Independientemente del actual momento de violencia y decadencia, somos también hijos de una cultura que dio a la Humanidad eminentes hombres de ciencia en el pasado. Atrás dejamos los amados minaretes, las horas de amables y dilatadas conversaciones en las terrazas y ante el humeante té; las ciudades en llamas, sí, pero también las grandes bibliotecas, los hermosos templos, las viejas ruinas de ciudades y culturas desaparecidas; los mercados donde comprábamos el cordero, los deliciosos dátiles y las especias para la fiesta religiosa; los coloridos bazares donde adquiríamos las hermosas telas para la “melfa” y el precioso anillo para la amada.
También dejamos atrás una hermosa lengua, que fue vertida en bellos libros, firmados por ilustres y afamados autores que, para goce de todas las confesiones y culturas, llevaron nuestras costumbres, nuestros sueños y nuestros amores más allá de nuestras fronteras: desde las antiguas y deliciosas narraciones de Sahrazad, hasta las del Nobel Naguib Mahfuz.
Ya es triste tener que huir de la casa de los antepasados, de las ciudades y las montañas amadas y de los paisajes donde pastaban desde la antigüedad nuestros rebaños. Ya es desolador ver morir a los nuestros en las aguas, en el vano intento de escapar del salvaje estado de cosas que dejamos atrás. Pero ¿qué otra cosa puede hacer el que huye de ese infierno en el que unos y otros convirtieron nuestros amados países? No queremos habitar ese infernal mundo en el que ustedes convirtieron sus ciudades y sus vidas; solo queremos que nos devuelvan la paz que nos robaron. No queremos que nos devuelvan todo aquello que ustedes nos robaron en el pasado. Lo que queremos es que no sigan armando a los que convirtieron en un averno las aldeas, las ciudades; nuestras vidas de apacibles creyentes, que no esperan sino merecer la gloria de Alá. Sigan ustedes adorando al dinero y sirviendo a los dioses del consumo; a nosotros nos bastará con gozar cada día de la conversación amistosa, el ver crecer a nuestros hijos en paz; de gozar entre nosotros del amor, mientras nuestros cuerpos sean jóvenes; ver deslizarse nuestros días en la paz y el bienestar, la tolerancia y el estoicismo con que se deslizan entre nuestras manos las cuentas del “tashbi” de nuestros de creyentes.

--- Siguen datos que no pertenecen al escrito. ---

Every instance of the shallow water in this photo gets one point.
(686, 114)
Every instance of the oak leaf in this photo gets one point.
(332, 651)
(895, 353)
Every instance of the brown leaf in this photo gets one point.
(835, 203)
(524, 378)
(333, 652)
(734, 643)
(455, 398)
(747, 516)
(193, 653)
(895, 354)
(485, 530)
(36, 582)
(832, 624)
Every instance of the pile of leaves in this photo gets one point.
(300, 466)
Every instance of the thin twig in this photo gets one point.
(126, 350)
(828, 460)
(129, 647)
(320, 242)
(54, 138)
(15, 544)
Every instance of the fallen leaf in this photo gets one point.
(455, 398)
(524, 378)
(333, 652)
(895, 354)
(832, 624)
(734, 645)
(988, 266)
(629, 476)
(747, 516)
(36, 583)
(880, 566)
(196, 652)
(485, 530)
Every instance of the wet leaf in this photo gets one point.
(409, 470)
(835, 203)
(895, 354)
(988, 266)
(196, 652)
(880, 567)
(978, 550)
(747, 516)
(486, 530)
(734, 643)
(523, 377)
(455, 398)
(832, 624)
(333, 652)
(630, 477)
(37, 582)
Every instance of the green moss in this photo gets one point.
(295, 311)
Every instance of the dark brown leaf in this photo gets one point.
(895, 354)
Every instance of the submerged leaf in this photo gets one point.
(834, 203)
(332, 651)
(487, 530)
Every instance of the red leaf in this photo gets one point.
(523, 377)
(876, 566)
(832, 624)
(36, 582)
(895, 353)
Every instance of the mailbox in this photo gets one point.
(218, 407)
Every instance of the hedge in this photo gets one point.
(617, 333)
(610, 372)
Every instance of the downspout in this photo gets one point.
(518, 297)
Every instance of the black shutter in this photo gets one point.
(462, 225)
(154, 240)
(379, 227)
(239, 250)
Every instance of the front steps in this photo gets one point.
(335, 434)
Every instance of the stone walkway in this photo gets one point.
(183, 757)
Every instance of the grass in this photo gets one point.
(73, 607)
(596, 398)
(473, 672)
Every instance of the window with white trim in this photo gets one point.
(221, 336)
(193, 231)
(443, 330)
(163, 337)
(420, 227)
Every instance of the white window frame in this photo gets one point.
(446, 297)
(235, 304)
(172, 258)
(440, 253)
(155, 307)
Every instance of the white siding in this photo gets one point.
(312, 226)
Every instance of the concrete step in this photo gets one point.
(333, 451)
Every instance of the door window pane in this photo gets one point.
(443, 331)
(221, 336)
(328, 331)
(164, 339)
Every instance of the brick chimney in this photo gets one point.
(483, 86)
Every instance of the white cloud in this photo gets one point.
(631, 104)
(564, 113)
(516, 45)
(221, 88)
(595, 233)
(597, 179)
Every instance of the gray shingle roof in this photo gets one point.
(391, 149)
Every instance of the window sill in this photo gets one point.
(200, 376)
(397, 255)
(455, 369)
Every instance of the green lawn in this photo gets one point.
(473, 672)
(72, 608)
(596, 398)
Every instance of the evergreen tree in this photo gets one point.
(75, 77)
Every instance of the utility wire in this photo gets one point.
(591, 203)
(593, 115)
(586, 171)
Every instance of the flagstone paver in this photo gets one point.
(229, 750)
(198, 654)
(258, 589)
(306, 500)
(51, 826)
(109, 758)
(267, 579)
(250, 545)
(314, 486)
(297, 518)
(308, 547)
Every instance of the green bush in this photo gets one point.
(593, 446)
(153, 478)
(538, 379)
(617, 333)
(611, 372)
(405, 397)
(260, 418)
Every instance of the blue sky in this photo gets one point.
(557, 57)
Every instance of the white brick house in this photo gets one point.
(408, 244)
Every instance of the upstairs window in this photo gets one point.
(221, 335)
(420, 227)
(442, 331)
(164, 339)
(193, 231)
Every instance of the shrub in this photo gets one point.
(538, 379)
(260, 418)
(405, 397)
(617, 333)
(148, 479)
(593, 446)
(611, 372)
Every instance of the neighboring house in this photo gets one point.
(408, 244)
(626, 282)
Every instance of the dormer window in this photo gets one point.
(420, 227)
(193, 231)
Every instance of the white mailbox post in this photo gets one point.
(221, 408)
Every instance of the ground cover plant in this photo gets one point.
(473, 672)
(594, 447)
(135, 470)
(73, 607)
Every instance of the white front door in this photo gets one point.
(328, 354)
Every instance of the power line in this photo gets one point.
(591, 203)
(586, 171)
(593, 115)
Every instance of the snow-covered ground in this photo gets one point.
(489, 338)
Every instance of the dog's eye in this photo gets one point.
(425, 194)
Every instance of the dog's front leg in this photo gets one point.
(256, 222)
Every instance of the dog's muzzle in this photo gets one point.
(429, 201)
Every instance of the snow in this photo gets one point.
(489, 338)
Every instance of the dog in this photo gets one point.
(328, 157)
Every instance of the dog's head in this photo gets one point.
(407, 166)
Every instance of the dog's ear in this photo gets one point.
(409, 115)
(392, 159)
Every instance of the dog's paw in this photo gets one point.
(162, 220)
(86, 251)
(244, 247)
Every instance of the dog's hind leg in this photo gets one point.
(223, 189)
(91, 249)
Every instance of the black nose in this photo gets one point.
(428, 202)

¡Ah!, y cuando vean a un tipo de tez oscura y negros cabellos inclinado y orando, orientado hacia la Meca, no piensen que es un maldito terrorista; no es más que un creyente que, en esta hora tan difícil para todos nosotros, estará orando por todos. Sí, quizás también por ustedes. Y ojalá entre todos salvemos este planeta -en riesgo extremo-, hogar de todos los hombres y culturas.
Por la paz y el bienestar de todos los pueblos. “Inshallah”.